Si le Midi conserve quelque gibier, nous le devons en partie
aux syndicats locaux, qui, depuis une vingtaine d’années, se créent un peu
partout. Certes, ces associations ne sont point parfaites ; les unes
marchent bien, d’autres vont clopin-clopant, d’autres encore, à peine nées,
disparaissent. Les règlements intérieurs varient, mais des mesures
communes : interdiction ou réglementation du furet, de l’affût aux
perdreaux, surveillance, destruction des nuisibles, repeuplement, permettent
aux sociétaires de rapporter quelques pièces.
Rendons hommage aux dirigeants de ces groupements. Sans se
laisser décourager par les insuccès et les rivalités mesquines, ils ont réussi
à épargner les représentants sédentaires de la plume et du poil. La Provence
serait devenue un vrai désert partout où il n’y a pas de coins fortement
boisés. Grâce à eux et aux quelques grandes chasses sérieusement gardées, notre
faune subsiste.
Examinons de près un de ces syndicats ruraux groupant cent
ou deux cents chasseurs. Les habitants du pays : cultivateurs,
commerçants, artisans, fonctionnaires, constituent le gros, si ce n’est la
totalité de l’effectif. Parfois, la société accepte — au prix fort
— les « étrangers ». Entendez par là les chasseurs des villes.
Beaucoup de groupements ne veulent pas accepter ces indésirables. On élève les
cotisations : 5.000 à 6.000 francs la saison, 500 francs par
jour. Je cite les chiffres maxima de 1947. Voilà qui est excessif quand on
songe que ces communes — où il n’est fait aucun repeuplement — se
trouvent parfois à plus de 100 kilomètres de Marseille ! ...
Ajoutez-y les frais de déplacement.

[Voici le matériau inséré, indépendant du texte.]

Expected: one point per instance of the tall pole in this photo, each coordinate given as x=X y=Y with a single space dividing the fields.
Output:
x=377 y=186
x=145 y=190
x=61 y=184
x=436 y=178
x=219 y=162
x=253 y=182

On voit aussi des associations acceptant
certains étrangers, mais dressant une barrière infranchissable devant d’autres
porteurs de permis. D’une manière générale, en tant que chasseur, on n’aime pas
« l’étranger ». Pourquoi cette phobie ? J’ai discrètement
effectué quelques petites enquêtes. Voici les résultats.
Celui-ci vous citera, tel braconnier notoire ayant mille
tours — parfois de simples tours de cou — en son sac pour s’emparer
de la plume ou du poil. Un autre vous racontera les prouesses d’une équipe
étrangère au pays battant les récoltes sur pied, grappillant par-ci, cueillant
par-là, tirant sur les pigeons domestiques ... Un troisième, encore rouge
d’émotion au souvenir du danger, vous expliquera comment il a failli être tué,
avec son attelage, par un imprudent mitraillant les merles au travers d’une
haie.
Que répliquer à ces faits, même légèrement
enflés ? ... Sans-gêne, ignorance des choses de la campagne, manque
de bons sens. Pour être juste, disons que des étrangers— quelques
étrangers — ont tout fait pour jeter le discrédit sur la corporation
citadine des disciples en saint Hubert.
Au fond de tout cela, voyez-vous, ouverte ou cachée, c’est
l’égoïste jalousie qui dresse les locaux contre les étrangers. Jalousie
compréhensible si l’on songe que, tout au long de l’été, les ruraux ont vu
lapereaux, levrauts, compagnies de perdreaux trottant, broutant, picorant sur
leurs terrains ou sur ceux de la commune. Naturellement, un sentiment de
propriété naît et grandit avec le gibier, s’installe en eux, puis règne en
maître. L’ouverture ! ... Leur cœur se serre à la pensée que
« les estrandgiers » arrivés la veille vont essayer de remplir le
carnier en battant leurs terres, en tirant leur gibier. Une amertume proche de
la haine gronde, puis éclate avec les coups de feu des citadins. Et ils n’en
sont pas avares ! Le douloureux écho de cette fusillade vient marteler
leur cerveau où défilent lièvres, lapins et perdreaux
pantelants ! ... Quel cauchemar les jours de labeur ! ...
Ils tueront tout ! ...
Non, ils ne tuent pas tout, et, à l’automne, alors que vous
aurez beaucoup plus de liberté, vous les verrez rarement par là. Bon nombre,
repris dans l’engrenage de l’usine ou du bureau, n’ont guère l’occasion de
s’évader de la ville. À vous alors lapins râblés, perdreaux figés aux premières
gelées, longs becs ; à vous les grives parfumées au genièvre ...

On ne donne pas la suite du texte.